# DH ex a problem again...



## lost & confused (Nov 29, 2010)

This is going to be quite long. My husband and I have been married for 13 years. It has been a rocky marriage as we both have had affairs in the past (mine being back in 2001 his being Jan of this year with texting/calls not sure on physical). Well my husbands ex and him have a soon to be 17 year old daughter in which she now lives with us because she has been out of control back at home with the mother. My DH and the ex talk every single day and no its not always about their daughter. They start talking about old friends and she has now told him she is separated from her husband and is now dating whoever she wants. Ok so since this has been said my husband got mad at me because he ASSUMED I was mad about something that had to do with her and I wasnt.
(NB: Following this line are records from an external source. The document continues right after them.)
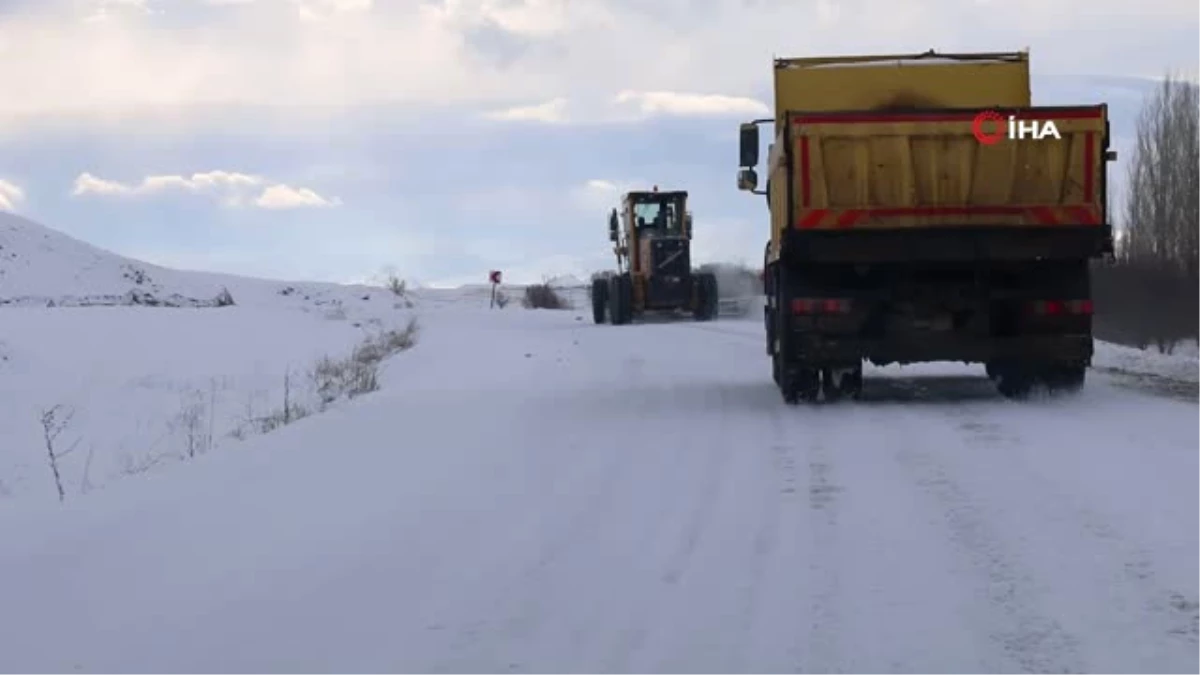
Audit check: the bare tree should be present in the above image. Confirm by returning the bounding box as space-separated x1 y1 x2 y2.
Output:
1093 74 1200 352
41 405 79 502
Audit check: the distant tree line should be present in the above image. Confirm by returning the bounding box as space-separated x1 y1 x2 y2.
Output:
1092 76 1200 352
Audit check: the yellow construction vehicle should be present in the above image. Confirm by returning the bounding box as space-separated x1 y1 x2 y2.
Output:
592 186 718 325
738 52 1116 404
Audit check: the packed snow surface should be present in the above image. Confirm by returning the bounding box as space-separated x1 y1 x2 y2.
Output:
0 211 1200 675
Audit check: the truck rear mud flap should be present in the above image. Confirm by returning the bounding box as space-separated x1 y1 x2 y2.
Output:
793 333 1093 365
784 226 1112 263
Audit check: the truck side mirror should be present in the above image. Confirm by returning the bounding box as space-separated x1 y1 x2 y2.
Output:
738 123 758 168
738 168 758 192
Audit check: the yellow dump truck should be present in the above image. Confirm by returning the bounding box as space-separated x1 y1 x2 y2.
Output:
738 52 1116 404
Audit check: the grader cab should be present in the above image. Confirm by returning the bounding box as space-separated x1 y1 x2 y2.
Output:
592 186 718 325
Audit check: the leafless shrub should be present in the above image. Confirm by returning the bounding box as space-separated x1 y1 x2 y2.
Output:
310 318 418 408
41 405 79 502
521 281 571 310
120 453 167 476
168 389 211 459
386 273 408 298
1093 70 1200 352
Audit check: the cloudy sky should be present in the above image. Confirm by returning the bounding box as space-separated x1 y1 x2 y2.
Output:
0 0 1200 282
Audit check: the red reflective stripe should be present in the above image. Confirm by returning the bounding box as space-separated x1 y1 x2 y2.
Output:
1084 131 1096 203
792 108 1104 124
835 209 866 229
1067 207 1100 225
796 209 829 229
1028 207 1058 225
800 136 812 209
796 204 1100 229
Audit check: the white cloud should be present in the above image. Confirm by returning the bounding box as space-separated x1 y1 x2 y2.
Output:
254 184 341 209
71 171 341 209
0 178 25 211
613 90 770 117
0 0 1200 130
570 178 637 208
484 98 568 124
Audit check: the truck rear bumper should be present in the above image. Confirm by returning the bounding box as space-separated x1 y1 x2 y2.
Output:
781 226 1112 263
793 333 1093 365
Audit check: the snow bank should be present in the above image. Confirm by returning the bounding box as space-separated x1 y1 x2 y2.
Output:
0 214 414 500
1093 341 1200 381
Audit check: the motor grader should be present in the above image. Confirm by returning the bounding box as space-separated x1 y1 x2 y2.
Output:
592 186 719 325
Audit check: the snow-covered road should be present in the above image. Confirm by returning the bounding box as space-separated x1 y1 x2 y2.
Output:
0 306 1200 675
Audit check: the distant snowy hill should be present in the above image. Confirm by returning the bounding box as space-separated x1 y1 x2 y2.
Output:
0 213 403 307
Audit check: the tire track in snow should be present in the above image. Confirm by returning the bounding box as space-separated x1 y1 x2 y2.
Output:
600 381 737 675
936 401 1200 675
433 415 632 674
896 410 1088 675
770 404 844 675
806 425 844 675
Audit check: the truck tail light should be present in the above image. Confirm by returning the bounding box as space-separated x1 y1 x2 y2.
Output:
792 298 851 315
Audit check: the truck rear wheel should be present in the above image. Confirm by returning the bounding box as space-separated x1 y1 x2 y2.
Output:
992 364 1037 400
592 279 608 323
1043 364 1087 394
779 366 821 406
691 271 720 321
608 274 634 325
821 364 863 401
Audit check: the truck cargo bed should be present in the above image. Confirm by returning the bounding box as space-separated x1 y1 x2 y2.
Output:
785 106 1111 259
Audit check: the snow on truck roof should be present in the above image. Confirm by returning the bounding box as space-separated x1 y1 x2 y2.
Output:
775 50 1030 68
787 56 1013 68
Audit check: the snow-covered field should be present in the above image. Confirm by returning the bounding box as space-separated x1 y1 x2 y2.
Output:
0 213 1200 675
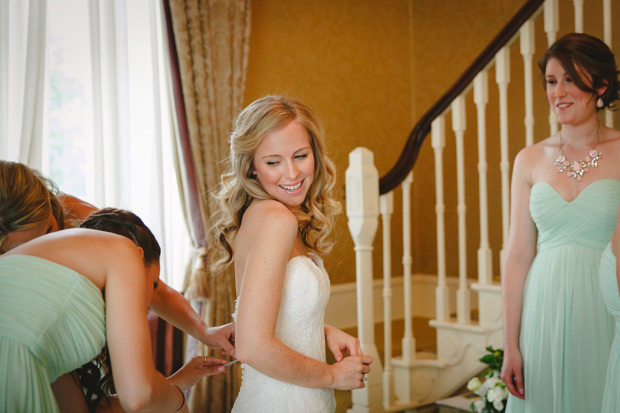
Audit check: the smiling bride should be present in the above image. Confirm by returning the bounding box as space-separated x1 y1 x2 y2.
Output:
211 96 372 413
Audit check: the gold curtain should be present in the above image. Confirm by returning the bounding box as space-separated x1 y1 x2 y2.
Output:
168 0 251 412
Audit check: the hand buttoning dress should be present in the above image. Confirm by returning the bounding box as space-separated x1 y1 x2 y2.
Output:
507 179 620 413
600 241 620 413
0 255 106 413
232 254 336 413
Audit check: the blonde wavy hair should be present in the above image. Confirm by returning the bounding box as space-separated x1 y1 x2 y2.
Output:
209 96 341 274
0 160 65 254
So he has slept on the couch for 2 weeks now and has not said a word to me. I have tried to speak to him and he ignores me like I dont exist. Come Thanksgiving my in-laws came down....he (DH) is on the phone once again with the ex and he tells her what we fight about or whats going on in our marriage (during this time I can hear her laughing about it). This has been an ongoing thing that I have spoken to him about before. To me this just seems like he has no respect for me what so ever. Since he has been sleeping on the couch I am now questioning if this is where I need to be seeing as how its the same process yet again. The ex seems to like starting drama within our household and when I tell my H about this he is freaking blinded and says Im being stupid! We have separated 3 times now. Whenever I try to leave he plays the guilt trip on me and uses our past infidelity and the kids to his advantage. Im so lost and confused on what to do. I dont think I can do this anymore. Im not getting any younger, but for some reason scared to leave.


----------



## Amberwaves (Nov 26, 2010)

Wow, he is playing some serious games with you. He is playing guilt games of your past infidelity to justify what he's doing, which is an emotional affair at the minimum it sounds like. That doesn't cut it. He is also showing your kids and his daughter some terrible adult behavior. 
I don't know how old your kids you two had together are? You mentioned them at the very end of your post. They are watching this terrible behavior of his disrespect for you and of his daughter for you as well. You deserve respect from him and also daughter whom you've graciously taken in.
Have you two done marital counseling at all? Is he willing? If he isn't, that is a clear, bright sign that you need to move on. You deserve respect and love after 13 years of marriage, no matter the mistakes. Those are in the past, and it can be hard to get over mistakes in the past, I know. My husband had an emotional affair for the first couple years of marriage, and was cold & distant. It hurt. But we worked on it, and it got better. Every marriage is different. 
Hope this helps, give a perspective, at least.


----------